Analysis of the λ light chain variable domain oligomeric state. Purity of the samples was assessed by 15% SDS-PAGE. Fifty micrograms of protein was loaded into each well. The graph show the elution profile, and the inset shows the calibration plot. A calibration curve for λ light chains and standard proteins was performed in a Superdex 75 column. The calibration curve was used to estimate the molecular mass of the variable domains based on the elution position during analytical size exclusion chromatography. All of the purified variable domains eluted with a molecular mass corresponding to a monomer.

FIGURE 6.

Effect of protein concentration on λ light chain stability. A, denaturation curves in the presence of guanidine HCl. B, thermal denaturation curves: 20, 50, and 200 μg. The filled symbols and the open symbols indicate denaturation and renaturation, respectively. As can be seen, there is not a concentration dependence relationship with ΔG. The calculated thermodynamic parameters are shown in Table 5.

FIGURE 7.

Aggregation properties of 3rJL2 and 3mJL2 predicted from their amino acid sequences. Four regions with intrinsic aggregation propensity were identified on the λ3 sequences using the TANGO, PASTA, and Aggrescan servers. Only the representative TANGO prediction profiles are shown. The regions are identified with letters in the 3rJL2 profile as a (residues 32–37), b (residues 44–50), c (residues 70–76), and d (residues 93–100). Region b, which includes strand C′, has the highest aggregation score. The replacement of Ile-48 by Pro or Met diminished or eliminated the aggregation score, respectively. The fibril extension rate of mutant 3rJL2/YA/I48M was slower than that of 3rJL2/YA, confirming the importance of position 48 in β-sheet aggregation. Surprisingly, there were no predicted aggregation regions in the 6aJL2 sequence.

FIGURE 8.

Fibrillogenesis in vitro. A, kinetics of the in vitro fibrillogenesis of λ3 proteins.
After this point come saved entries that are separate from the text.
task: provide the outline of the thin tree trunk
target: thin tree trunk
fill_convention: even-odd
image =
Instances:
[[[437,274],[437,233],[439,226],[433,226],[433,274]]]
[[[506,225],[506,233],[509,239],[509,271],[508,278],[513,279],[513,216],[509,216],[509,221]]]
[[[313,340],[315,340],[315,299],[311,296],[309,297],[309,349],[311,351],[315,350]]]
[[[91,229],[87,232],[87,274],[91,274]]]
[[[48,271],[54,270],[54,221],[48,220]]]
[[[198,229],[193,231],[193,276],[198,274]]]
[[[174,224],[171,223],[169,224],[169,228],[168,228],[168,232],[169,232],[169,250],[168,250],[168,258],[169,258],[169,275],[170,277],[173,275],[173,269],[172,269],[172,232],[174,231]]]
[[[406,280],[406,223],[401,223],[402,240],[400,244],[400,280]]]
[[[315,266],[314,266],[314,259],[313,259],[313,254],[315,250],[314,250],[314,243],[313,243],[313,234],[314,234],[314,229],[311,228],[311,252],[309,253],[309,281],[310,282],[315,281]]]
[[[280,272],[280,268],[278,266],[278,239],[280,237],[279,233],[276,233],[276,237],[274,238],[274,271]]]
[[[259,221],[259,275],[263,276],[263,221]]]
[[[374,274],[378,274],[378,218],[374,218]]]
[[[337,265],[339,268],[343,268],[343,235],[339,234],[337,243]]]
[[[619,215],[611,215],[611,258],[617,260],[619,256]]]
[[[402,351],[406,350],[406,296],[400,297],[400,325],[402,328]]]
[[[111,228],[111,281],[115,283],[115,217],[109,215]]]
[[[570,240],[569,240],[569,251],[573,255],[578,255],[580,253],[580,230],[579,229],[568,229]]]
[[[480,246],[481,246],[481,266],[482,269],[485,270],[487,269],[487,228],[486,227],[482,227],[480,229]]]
The 3rJL2/YA, 3rJL2/YA/I48M, and 3rJL2/YA/P7D mutants present different lag phase (t_lag) and fiber extension times. In contrast, 3rJL2/Y, 3rJL2/YA/P8S, 3rJL2/YA/P40S, and 3mJL2 did not form fibrils. The 6aJL2 protein formed fibrils under the conditions assayed at a similar rate as 3rJL2/YA/P7D. Samples containing 100 μg/ml protein were incubated in PBS at 37 °C under continuous stirring. Fibril formation was monitored by changes in the thioflavin T fluorescence. The error bars represent the standard deviations from three independent experiments. B, transmission electron microscopy analysis of fibrils. TEM images of 3rJL2/YA, 3JL2/YA/I48M, 3rJL2/YA/P7D, and 6aJL2 display the typical morphology. The samples were collected from in vitro fibrillogenesis experiments (see “Materials and Methods”). The black bars indicate 100 nm.